BPAA Executive Director Frank DeSocio noted that Bojé developed youth and adult programs in Florida’s Pinellas County for more than 20 years.
Long before anyone ever dreamed of having the headquarters of the BPAA and bowling’s membership groups under one roof, Bojé was instrumental in founding the St. Petersburg Bowling Council, which brought proprietor, ABC and WIBC representatives together to work on programs at the local level.
Bojé not only devoted countless hours to volunteerism, but served as a role model for other proprietors, including LaSpina.
“Though I attended the 1975 BPAA Convention, I only went to the trade show and took a boat ride around Manhattan,” recalled LaSpina, President of Maple Family Centers in New York and Florida, and Chair of the Bowlers to Veterans Link. “It wasn’t until 1976 — when we packed our one-a-half-year-old daughter, flew to San Diego, and went to all the meetings — that I realized there were people volunteering, running projects and doing things that would help our business.
“I related to the guys in the blue polyester jackets with BPAA emblems on the front pockets.
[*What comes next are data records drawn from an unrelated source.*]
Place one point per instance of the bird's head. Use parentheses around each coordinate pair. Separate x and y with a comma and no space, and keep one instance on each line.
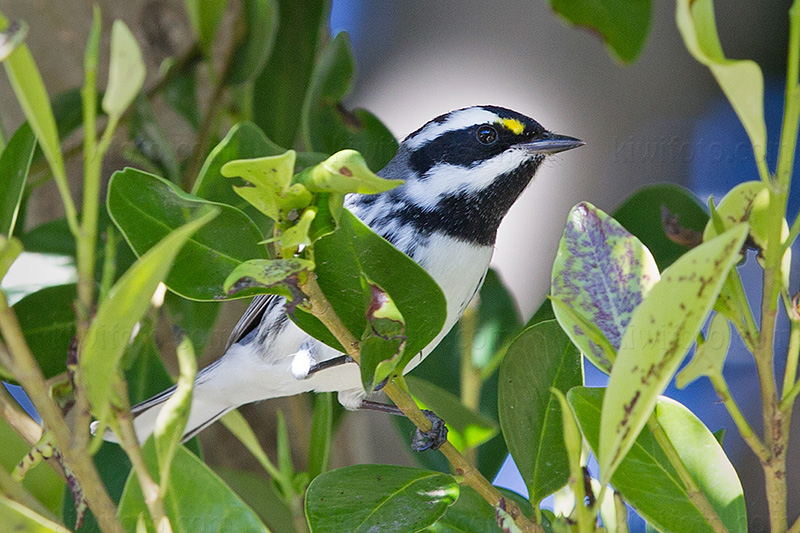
(464,169)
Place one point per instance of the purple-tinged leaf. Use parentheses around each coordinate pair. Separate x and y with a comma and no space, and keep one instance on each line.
(602,272)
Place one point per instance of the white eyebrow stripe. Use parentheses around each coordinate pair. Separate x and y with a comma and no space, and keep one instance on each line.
(457,120)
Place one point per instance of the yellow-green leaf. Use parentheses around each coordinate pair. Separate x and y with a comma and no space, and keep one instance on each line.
(660,333)
(126,303)
(740,80)
(125,72)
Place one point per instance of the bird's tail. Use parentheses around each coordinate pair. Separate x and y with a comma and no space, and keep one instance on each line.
(207,408)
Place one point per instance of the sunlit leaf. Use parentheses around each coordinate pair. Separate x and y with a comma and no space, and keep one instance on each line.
(385,498)
(602,272)
(126,71)
(540,358)
(660,333)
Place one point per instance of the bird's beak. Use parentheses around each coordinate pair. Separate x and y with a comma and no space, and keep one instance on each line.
(552,143)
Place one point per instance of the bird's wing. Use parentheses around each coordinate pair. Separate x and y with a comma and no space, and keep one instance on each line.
(251,318)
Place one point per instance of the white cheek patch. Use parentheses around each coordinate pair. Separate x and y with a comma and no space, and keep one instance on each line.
(444,179)
(457,120)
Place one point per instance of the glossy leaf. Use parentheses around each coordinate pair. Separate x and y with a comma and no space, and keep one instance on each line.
(340,259)
(281,86)
(14,164)
(146,208)
(124,306)
(385,498)
(345,172)
(740,80)
(467,429)
(327,126)
(642,214)
(623,25)
(173,416)
(261,25)
(602,272)
(212,509)
(319,446)
(17,517)
(26,81)
(47,318)
(660,333)
(271,190)
(709,357)
(205,16)
(540,358)
(646,478)
(268,276)
(126,71)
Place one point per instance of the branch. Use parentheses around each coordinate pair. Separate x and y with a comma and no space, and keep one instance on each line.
(321,308)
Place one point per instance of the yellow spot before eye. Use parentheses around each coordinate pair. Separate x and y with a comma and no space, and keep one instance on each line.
(514,125)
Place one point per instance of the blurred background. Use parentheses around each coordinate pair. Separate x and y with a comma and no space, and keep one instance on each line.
(660,119)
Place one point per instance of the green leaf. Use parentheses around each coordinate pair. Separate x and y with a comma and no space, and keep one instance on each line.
(146,208)
(642,214)
(205,16)
(327,126)
(268,276)
(212,507)
(540,358)
(660,333)
(646,478)
(602,272)
(319,446)
(243,141)
(740,80)
(172,418)
(467,429)
(353,249)
(261,26)
(127,301)
(623,24)
(470,514)
(709,358)
(12,36)
(281,86)
(385,498)
(345,172)
(15,162)
(26,81)
(126,71)
(17,517)
(271,190)
(47,318)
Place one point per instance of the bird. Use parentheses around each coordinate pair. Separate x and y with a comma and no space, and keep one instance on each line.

One gentleman I met in those early years was Bill Bojé, who wore one of those blazers. I watched him from afar and enjoyed his folksy way of speaking. He had a storyteller’s demeanor and a comforting voice that went with him.”
Bojé also was a trusted counsel.
“I remember his supporting me when times were difficult when I was president,” LaSpina said. “He always offered practical and straight-up advice, and he could disagree with me and we could still enjoy a cordial meal afterward.”
Concluded LaSpina: “Bowling lost a good friend, one who represented the role of a bowling proprietor — being an entrepreneur, taking risk and reaping the rewards.”
Condolences may be sent to the Bojé family at: 115 Hickory Creek Drive, Brandon, FL 33511.